In my experience, that’s when execution gets messy:
- new leadership asks for new dashboards
- reporting templates multiply
- approvals slow down
- “how we do things” becomes unclear
AI-enabled project management platforms can reduce this disruption by:
- standardising data ingestion from multiple tools n- creating consistent project health metrics across assets
- capturing institutional knowledge (what decisions were made and why)
For Trinidad and Tobago’s energy ecosystem—operators, service companies, EPCs—this matters because partnerships and joint ventures are common. You need an execution model that doesn’t collapse every time stakeholders change.
A practical 90-day AI plan for offshore project teams in Trinidad and Tobago
Answer first: Start with one project pain point, one dataset, and one decision workflow—then expand.
AI programmes fail when they start as “digital transformation.” They succeed when they start as “reduce late materials” or “stop schedule surprises.”
Here’s a 90-day approach I’d actually back.
Days 1–15: Pick a single execution outcome
Choose one measurable outcome, such as:
- reduce RFIs aging over 14 days
- cut expediting events by 20%
- improve forecast accuracy for schedule milestones
- reduce repeat non-conformances in a top 3 workpack
Days 16–45: Build a usable data pipeline (not a perfect one)
You probably already have the data, just scattered:
- planning tool exports
- procurement logs
- vendor progress reports
- emails and meeting minutes
- NCR and inspection registers
The target is a weekly refreshed dataset that supports one decision.
Days 46–75: Deploy an AI assistant inside the workflow
Examples of what “inside the workflow” looks like:
- a weekly risk briefing generated from schedule + constraints
- an RFI classifier that routes queries and drafts responses
- a materials readiness predictor that flags likely late items
If it doesn’t save time for a project engineer or planner, it won’t stick.
Days 76–90: Prove ROI with hard numbers
Track before/after metrics.
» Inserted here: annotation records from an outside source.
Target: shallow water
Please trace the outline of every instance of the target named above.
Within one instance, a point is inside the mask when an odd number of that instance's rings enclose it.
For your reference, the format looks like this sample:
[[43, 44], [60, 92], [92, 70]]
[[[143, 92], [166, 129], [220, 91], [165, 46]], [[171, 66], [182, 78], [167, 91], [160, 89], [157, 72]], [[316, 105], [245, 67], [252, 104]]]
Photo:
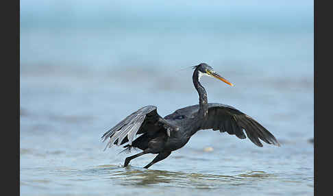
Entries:
[[[313, 195], [312, 1], [63, 1], [21, 2], [21, 195]], [[203, 77], [208, 101], [281, 147], [199, 131], [149, 169], [156, 155], [123, 168], [140, 151], [103, 151], [144, 106], [197, 104], [188, 67], [202, 62], [234, 84]]]
[[[122, 149], [116, 147], [103, 151], [106, 143], [100, 137], [143, 106], [156, 105], [164, 116], [197, 103], [192, 70], [182, 71], [181, 76], [186, 77], [182, 78], [156, 69], [160, 77], [147, 75], [151, 81], [138, 82], [136, 70], [115, 71], [116, 75], [87, 69], [78, 75], [84, 68], [59, 66], [51, 71], [52, 66], [28, 67], [22, 67], [21, 73], [23, 195], [313, 195], [314, 151], [308, 141], [313, 138], [313, 84], [301, 82], [308, 78], [250, 82], [236, 73], [225, 73], [233, 79], [234, 87], [202, 79], [210, 102], [234, 106], [256, 119], [282, 146], [264, 143], [260, 148], [248, 139], [200, 131], [185, 147], [145, 169], [155, 155], [143, 156], [123, 168], [130, 155], [119, 154]], [[38, 75], [47, 69], [48, 74]], [[133, 77], [125, 79], [128, 75]], [[163, 81], [171, 78], [172, 86], [164, 85]], [[290, 89], [280, 86], [289, 79], [295, 80]], [[264, 84], [246, 86], [251, 82]]]

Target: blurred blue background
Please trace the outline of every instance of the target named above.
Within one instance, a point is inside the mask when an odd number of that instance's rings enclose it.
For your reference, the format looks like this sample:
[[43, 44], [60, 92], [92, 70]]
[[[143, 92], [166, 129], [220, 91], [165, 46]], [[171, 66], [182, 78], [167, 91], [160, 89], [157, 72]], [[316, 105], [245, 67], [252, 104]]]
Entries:
[[313, 69], [313, 1], [21, 1], [22, 66]]
[[[313, 195], [313, 1], [20, 6], [22, 195]], [[119, 167], [129, 155], [103, 151], [101, 135], [144, 106], [164, 117], [197, 104], [189, 66], [200, 62], [234, 84], [203, 78], [208, 101], [282, 147], [201, 131], [149, 170], [154, 155]]]

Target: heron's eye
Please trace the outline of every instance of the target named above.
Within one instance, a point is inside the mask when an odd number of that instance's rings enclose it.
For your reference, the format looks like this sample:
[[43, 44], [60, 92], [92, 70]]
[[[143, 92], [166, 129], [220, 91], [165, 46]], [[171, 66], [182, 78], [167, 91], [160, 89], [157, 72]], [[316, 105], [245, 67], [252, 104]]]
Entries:
[[185, 118], [185, 117], [184, 115], [180, 115], [180, 116], [176, 117], [177, 119], [182, 119], [184, 118]]

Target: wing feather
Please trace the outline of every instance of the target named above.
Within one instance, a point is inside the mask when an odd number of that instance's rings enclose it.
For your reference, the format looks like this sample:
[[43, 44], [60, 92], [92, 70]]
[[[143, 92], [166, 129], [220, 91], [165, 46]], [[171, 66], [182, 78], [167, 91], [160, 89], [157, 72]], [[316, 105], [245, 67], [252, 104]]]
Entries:
[[220, 103], [208, 103], [208, 117], [201, 123], [201, 129], [219, 130], [229, 134], [236, 135], [241, 139], [249, 139], [258, 147], [262, 147], [260, 140], [280, 146], [274, 136], [251, 117], [237, 109]]
[[[147, 128], [149, 127], [149, 128]], [[161, 117], [154, 106], [147, 106], [127, 116], [123, 120], [110, 129], [101, 136], [102, 142], [110, 138], [104, 150], [112, 145], [118, 146], [128, 142], [132, 145], [135, 136], [147, 132], [164, 130], [177, 128]], [[127, 138], [126, 138], [127, 137]]]

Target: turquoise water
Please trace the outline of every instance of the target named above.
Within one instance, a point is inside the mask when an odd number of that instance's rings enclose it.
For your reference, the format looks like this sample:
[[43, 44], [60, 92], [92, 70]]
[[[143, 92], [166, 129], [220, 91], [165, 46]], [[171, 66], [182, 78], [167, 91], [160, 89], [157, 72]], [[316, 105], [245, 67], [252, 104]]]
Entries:
[[[312, 2], [122, 2], [21, 1], [21, 195], [313, 195]], [[202, 62], [235, 85], [203, 78], [208, 101], [280, 147], [200, 131], [149, 169], [155, 155], [123, 168], [137, 151], [103, 151], [142, 106], [197, 104]]]

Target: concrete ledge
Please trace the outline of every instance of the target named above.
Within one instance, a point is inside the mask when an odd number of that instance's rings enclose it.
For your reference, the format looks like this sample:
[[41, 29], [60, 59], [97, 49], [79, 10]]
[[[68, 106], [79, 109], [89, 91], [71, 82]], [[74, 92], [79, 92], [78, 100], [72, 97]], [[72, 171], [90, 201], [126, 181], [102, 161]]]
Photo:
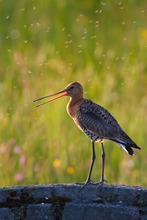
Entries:
[[0, 189], [0, 220], [147, 220], [147, 189], [80, 184]]

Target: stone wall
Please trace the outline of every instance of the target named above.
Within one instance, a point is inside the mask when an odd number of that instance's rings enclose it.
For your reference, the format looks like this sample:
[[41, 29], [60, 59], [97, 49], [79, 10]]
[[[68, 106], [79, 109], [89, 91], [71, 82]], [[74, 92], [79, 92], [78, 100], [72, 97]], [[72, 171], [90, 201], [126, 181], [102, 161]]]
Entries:
[[80, 184], [0, 189], [0, 220], [147, 220], [147, 189]]

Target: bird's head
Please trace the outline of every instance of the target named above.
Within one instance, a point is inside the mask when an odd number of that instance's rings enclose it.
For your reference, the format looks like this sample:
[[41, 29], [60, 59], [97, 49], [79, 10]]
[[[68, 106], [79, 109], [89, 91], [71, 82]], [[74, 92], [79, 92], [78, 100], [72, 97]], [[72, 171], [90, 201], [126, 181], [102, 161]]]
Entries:
[[37, 105], [36, 107], [39, 107], [40, 105], [44, 105], [48, 102], [51, 102], [51, 101], [58, 99], [58, 98], [61, 98], [63, 96], [70, 96], [71, 98], [75, 98], [75, 99], [83, 98], [83, 87], [81, 86], [81, 84], [79, 82], [70, 83], [68, 86], [66, 86], [65, 89], [63, 89], [59, 92], [56, 92], [54, 94], [43, 96], [41, 98], [35, 99], [34, 102], [40, 101], [42, 99], [52, 97], [52, 96], [57, 96], [57, 97], [50, 99], [44, 103], [41, 103], [41, 104]]

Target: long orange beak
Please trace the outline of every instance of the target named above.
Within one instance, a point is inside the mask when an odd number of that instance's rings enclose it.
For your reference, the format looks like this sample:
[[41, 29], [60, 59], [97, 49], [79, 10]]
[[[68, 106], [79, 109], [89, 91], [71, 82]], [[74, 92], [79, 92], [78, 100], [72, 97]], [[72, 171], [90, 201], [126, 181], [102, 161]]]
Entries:
[[[61, 94], [61, 95], [59, 95], [59, 94]], [[50, 99], [50, 100], [48, 100], [48, 101], [46, 101], [46, 102], [43, 102], [43, 103], [37, 105], [36, 107], [39, 107], [39, 106], [41, 106], [41, 105], [44, 105], [44, 104], [46, 104], [46, 103], [48, 103], [48, 102], [51, 102], [51, 101], [53, 101], [53, 100], [55, 100], [55, 99], [59, 99], [59, 98], [61, 98], [62, 96], [67, 96], [67, 92], [66, 92], [66, 90], [62, 90], [62, 91], [60, 91], [60, 92], [56, 92], [56, 93], [54, 93], [54, 94], [47, 95], [47, 96], [43, 96], [43, 97], [41, 97], [41, 98], [35, 99], [33, 102], [37, 102], [37, 101], [40, 101], [40, 100], [42, 100], [42, 99], [46, 99], [46, 98], [48, 98], [48, 97], [55, 96], [55, 95], [59, 95], [59, 96], [57, 96], [57, 97], [55, 97], [55, 98], [53, 98], [53, 99]]]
Offshore teams respect results when they’re specific:
- fewer schedule slips
- fewer urgent shipments
- fewer overdue actions
- fewer rework loops
Then scale the same pattern to the next pain point.
What to do next if you’re planning expansions in 2026
Offshore execution is heading into 2026 with the same pressures we’ve been living with: tight supply chains, high stakeholder expectations, and increased scrutiny on safety and emissions performance. The difference is that AI tooling is now mature enough to be useful—if you implement it with discipline.
If you’re leading an operator, EPC, or service company in Trinidad and Tobago, take the Buckskin South lesson for what it is: deepwater projects reward teams that manage uncertainty better than their competitors. AI is a force multiplier for that—particularly in project controls, documentation, and materials readiness.
The next question isn’t “Should we adopt AI in oil and gas?” It’s: Which part of your offshore project system is most expensive when it fails—schedule, quality, or readiness—and what would you automate first?